In 1990, The Rolling Stones "At the Max" was shown. To avoid shocking
some sensitive public, the sound was cut off during one song (cannot remember
which one) and we were back to the age of silent movies. This movie was shot in
IMAX (flat screen) and OMNIMAX provided the distortions free of charge! The
ratio being 1.44:1 for this film, it was not possible to avoid those. There was
an intermission since the show was 89 minutes. By the end of 2014, this theatre
was closed down for renovation to alter the following:
• The original screen changed to a seamless one (NanoSeam Screen) with 43.5
million perforations for the sound.
• To replace the 15/70 projectors by 5 Digital ones (Christie -4K). It was then
re-opened on May 30th 2015 but the magic was gone.
XIV - IMAX in Kuala Lumpur
This theatre was installed at the shopping mall Berjaya Times Square (KL) with a
screen of 29m x 21m and 555 seats. The first 2 IMAX movies shown were:
• "Mysteries of Egypt" in 3D.
• "Polar Express" in IMAX DMR 3D.
In 2012, this theatre was taken over by the local movie distribution company:
GSC (Golden Screen Company) and converted (as usual) into Digital.

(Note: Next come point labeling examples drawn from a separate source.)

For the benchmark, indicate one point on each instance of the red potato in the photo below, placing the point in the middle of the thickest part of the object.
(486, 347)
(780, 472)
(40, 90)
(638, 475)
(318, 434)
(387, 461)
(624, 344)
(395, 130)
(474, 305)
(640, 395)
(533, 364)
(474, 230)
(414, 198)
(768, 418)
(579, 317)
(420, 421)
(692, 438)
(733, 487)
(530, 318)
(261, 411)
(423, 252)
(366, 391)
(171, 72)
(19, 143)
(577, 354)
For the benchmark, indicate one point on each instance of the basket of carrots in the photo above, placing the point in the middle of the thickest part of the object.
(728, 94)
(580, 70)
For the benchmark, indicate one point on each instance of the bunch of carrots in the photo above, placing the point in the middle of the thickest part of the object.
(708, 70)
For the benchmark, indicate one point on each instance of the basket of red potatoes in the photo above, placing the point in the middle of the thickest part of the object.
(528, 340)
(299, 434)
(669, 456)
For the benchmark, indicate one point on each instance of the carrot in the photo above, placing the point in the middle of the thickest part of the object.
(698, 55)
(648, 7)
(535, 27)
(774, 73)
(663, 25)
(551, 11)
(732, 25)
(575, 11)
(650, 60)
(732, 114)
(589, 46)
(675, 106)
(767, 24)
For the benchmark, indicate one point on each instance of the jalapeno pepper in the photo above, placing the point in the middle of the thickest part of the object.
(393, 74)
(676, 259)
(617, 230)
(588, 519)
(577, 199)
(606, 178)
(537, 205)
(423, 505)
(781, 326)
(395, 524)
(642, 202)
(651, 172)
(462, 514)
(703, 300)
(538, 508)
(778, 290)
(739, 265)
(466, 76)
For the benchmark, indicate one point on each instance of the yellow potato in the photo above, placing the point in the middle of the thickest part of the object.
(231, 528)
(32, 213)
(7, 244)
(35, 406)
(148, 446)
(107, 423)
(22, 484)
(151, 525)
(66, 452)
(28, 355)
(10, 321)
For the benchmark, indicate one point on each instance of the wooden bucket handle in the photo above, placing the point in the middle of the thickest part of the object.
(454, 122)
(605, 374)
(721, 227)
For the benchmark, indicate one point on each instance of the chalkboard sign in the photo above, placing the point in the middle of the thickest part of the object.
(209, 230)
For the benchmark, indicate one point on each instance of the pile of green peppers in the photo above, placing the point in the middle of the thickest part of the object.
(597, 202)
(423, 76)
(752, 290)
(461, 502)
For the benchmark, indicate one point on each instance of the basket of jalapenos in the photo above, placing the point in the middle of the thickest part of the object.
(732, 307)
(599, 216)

XV - Some various facts in Malaya
• The major theatres became fully air conditioned by mid May 1959.
• The DP 70 projectors were only installed at the Odeon (SG).
• The other theatres were mostly equipped with VICTORIA X projectors from
Cinemeccanica (Milan). As they were distributed by Rank Precision Industries Ltd
(London), the name of Gaumont Kalee was still used for a while.
• "Fantasia” was first shown at the Alhambra in August 1946 with advert:
"Fantasia will Amazia"
• "Fantasia was re-released several times including in format SuperScope at the
Pavilion (SG) from 7-5-59 to 13-5-1959.
• The movies (widescreen or not) having the longest run in Singapore were:
"Earthquake" 162 days.
"Jaws" 128 days.
"The Gods must be Crazy" 122 days.
"Towering Inferno" 112 days.
"The Last Emperor" 111 days.
"The Sound of Music" 97 days (in Scope format).
"Ben Hur" 89 days (in Scope).
"The Ten Commandments" 83 days (in widescreen).
"The Exorcist" 63 days.
"Thunderball" 55 days.
"Cleopatra" 54 days (in Todd-AO).
"My Fair Lady" 46 days (in Super Panavision 70).
Sadly, 70mm did not score particularly well in Malaya.
• The World Premiere of "Merry Andrew" with Danny Kaye and Pier Angeli took
place on February 3rd 1958 at the Cathay (SG) and Odeon (Penang).
• The World Premiere of "Libel" with Olivia de Havilland and Dirk Bogarde took
place at the Lido (SG) on October 8th 1959 in MetroScope (2.00:1).
• The World Premiere of "The Way of the Dragon" with Bruce Lee took place at
Midnight on November 9th 1972 at 3 theaters simultaneously: Odeon and Cathay and
• There was a Cinema 180 at the Seaview Hotel (SG) but just for a short period
from 27-4-79 to 15-5-1979 under a tent.